The Court declined to accept that contention. It held that if, under section 4 read together with section 5 of the Act, the old joint family business cannot be regarded as a business “to which this Act applies,” then section 10-A, being a provision of the same Act, cannot apply to that business either. The Court further explained that the learned Attorney-General’s submission—that sections 4 and 5 must be read in conjunction with section 10-A to determine whether the Act applies to a particular business—is erroneous. The Court clarified that the initial question of whether the Act applies to a given business must be resolved solely by reference to section 5, which defines the scope of the Act. Section 10-A should be interpreted as operating only in cases where the business is already established to fall within the ambit of the Act and where a transaction of the type described in section 10-A has been carried out. The Attorney-General conceded that if a person who had been paying excess profits tax transferred the business to a Part B State, the Officer would not be empowered to invoke section 10-A to make adjustments on the ground that the business continued to operate in the same place, because such an action would contravene the express prohibition contained in the proviso to section 5. The Court therefore rejected the argument that section 10-A could be used to assess the appellants’ former family business despite its exclusion from the Act under sections 4 and 5.

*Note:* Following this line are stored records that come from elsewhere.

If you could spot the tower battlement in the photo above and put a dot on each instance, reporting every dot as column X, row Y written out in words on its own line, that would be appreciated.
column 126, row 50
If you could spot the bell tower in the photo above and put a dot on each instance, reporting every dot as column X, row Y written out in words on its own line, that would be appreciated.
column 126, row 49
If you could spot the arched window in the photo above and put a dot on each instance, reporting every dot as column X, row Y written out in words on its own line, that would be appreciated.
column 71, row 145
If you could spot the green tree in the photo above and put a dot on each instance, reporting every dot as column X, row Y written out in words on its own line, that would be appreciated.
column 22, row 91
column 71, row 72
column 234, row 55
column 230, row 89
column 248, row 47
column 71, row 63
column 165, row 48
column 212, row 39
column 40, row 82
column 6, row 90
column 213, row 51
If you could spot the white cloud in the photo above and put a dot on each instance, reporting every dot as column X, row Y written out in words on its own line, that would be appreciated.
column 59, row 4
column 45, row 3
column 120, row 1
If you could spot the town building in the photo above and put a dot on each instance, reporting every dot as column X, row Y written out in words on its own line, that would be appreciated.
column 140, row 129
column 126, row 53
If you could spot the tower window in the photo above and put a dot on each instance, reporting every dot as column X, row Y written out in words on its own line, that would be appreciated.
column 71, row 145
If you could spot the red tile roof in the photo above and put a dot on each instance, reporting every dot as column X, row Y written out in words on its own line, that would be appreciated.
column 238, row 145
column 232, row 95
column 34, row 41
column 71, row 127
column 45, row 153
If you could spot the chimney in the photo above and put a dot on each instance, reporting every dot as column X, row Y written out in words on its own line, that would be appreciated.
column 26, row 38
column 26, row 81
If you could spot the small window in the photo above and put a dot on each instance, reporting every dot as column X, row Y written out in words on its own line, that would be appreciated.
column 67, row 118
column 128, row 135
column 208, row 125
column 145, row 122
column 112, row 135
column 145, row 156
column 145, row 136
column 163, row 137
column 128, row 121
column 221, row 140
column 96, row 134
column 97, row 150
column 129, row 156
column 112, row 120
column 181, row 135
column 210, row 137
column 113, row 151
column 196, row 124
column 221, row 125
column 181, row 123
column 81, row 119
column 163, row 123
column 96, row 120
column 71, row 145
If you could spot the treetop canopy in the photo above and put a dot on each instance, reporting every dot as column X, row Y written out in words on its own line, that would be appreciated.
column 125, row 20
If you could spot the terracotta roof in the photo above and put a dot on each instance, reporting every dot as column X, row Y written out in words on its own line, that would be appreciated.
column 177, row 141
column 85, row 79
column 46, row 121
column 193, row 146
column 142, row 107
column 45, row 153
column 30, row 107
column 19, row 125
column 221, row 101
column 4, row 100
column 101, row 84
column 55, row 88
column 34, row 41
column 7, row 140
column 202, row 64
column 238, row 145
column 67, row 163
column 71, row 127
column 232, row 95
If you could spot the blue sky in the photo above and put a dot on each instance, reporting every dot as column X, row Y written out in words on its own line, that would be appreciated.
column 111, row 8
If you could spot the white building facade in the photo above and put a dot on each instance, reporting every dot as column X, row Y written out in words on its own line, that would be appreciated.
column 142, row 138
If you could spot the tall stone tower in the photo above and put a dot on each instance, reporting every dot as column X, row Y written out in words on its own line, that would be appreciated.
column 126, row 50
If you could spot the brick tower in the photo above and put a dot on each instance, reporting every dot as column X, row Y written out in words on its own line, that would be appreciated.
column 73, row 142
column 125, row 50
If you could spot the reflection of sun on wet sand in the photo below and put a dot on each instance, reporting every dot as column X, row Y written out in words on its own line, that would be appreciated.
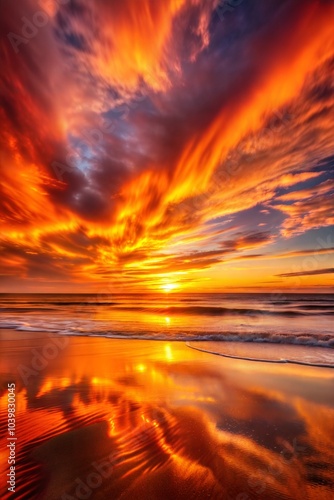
column 157, row 420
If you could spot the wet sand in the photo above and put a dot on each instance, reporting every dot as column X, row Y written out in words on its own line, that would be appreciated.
column 129, row 419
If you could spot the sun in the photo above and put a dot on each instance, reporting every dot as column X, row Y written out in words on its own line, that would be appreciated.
column 168, row 287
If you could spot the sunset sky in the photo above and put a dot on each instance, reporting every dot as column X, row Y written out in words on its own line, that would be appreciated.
column 172, row 145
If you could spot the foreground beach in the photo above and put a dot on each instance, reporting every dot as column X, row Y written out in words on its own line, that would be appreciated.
column 101, row 418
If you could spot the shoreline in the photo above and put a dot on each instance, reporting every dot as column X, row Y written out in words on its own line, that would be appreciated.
column 160, row 416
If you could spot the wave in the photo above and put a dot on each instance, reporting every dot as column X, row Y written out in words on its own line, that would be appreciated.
column 100, row 329
column 310, row 356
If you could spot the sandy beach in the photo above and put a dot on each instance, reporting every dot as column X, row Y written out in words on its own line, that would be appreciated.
column 101, row 418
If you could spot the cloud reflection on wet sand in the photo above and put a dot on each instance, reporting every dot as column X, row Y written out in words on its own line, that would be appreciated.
column 141, row 419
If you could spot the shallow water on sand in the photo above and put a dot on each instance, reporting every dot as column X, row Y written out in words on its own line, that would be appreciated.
column 120, row 419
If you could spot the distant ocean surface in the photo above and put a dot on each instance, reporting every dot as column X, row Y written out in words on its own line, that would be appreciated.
column 301, row 319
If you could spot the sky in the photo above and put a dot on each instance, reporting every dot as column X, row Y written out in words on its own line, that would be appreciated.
column 173, row 145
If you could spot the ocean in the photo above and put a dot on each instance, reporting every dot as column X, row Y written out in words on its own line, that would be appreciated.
column 300, row 319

The Court observed that once a business was transferred to a Part B State, the Excess Profits Tax Officer did not have the authority to rely on section 10-A to make adjustments on the ground that the assessee had continued to operate the business in the same location as before the transfer, even if the transfer had been carried out primarily to avoid or reduce the excess profits tax liability. The Attorney-General conceded that such an action by the Officer would contravene the explicit prohibition contained in the proviso to section 5, and he did not dispute the correctness of the Bombay High Court’s decision in Commissioner of Excess Profits Tax, Bombay City v. Moholal Maganlal. The Court rejected the notion that the present case could be distinguished from the Bombay case on a principle of difference, noting that in both situations the Act was rendered inapplicable by section 5. Consequently, the reasoning of the learned judges in the Bombay case—that when the Act does not apply to a particular business there is no liability to excess profits tax and therefore no question of avoiding or reducing tax liability under section 10-A—applied equally to the case before the Court and would lead to the same outcome. The Attorney-General also referred to the proviso to section 2(5), which states that all businesses to which the Act applies carried on by the same person shall be treated as one business for the purposes of the Act. The Court found that this provision could only operate with respect to businesses to which the Act is applicable and could not affect the present issue, thereby leaving the matter unchanged. The Court further noted that it was unnecessary to consider the alternative argument based on section 8(1) of the Act.

The Court allowed the appeals and set aside the answer rendered by the High Court to question No 1, substituting its own finding. In light of the factual determination that the old joint-family business dealing in Banaras brocade had been wound up and was no longer carried on by the joint family during the chargeable accounting periods in question, the Court held that the same business could not lawfully be regarded as having continued unbroken for those periods for the purposes of section 10-A read with sections 4 and 5 of the Excess Profits Tax Act. The judgment of the High Court was otherwise left intact. The appellants were awarded costs of the appeals, and a single set of advocates’ fees was ordered. The appeals were thus allowed. The Court recorded that the agent for the appellants was Naunit Lal and the agent for the respondent was G. H. Rajadhyaksha.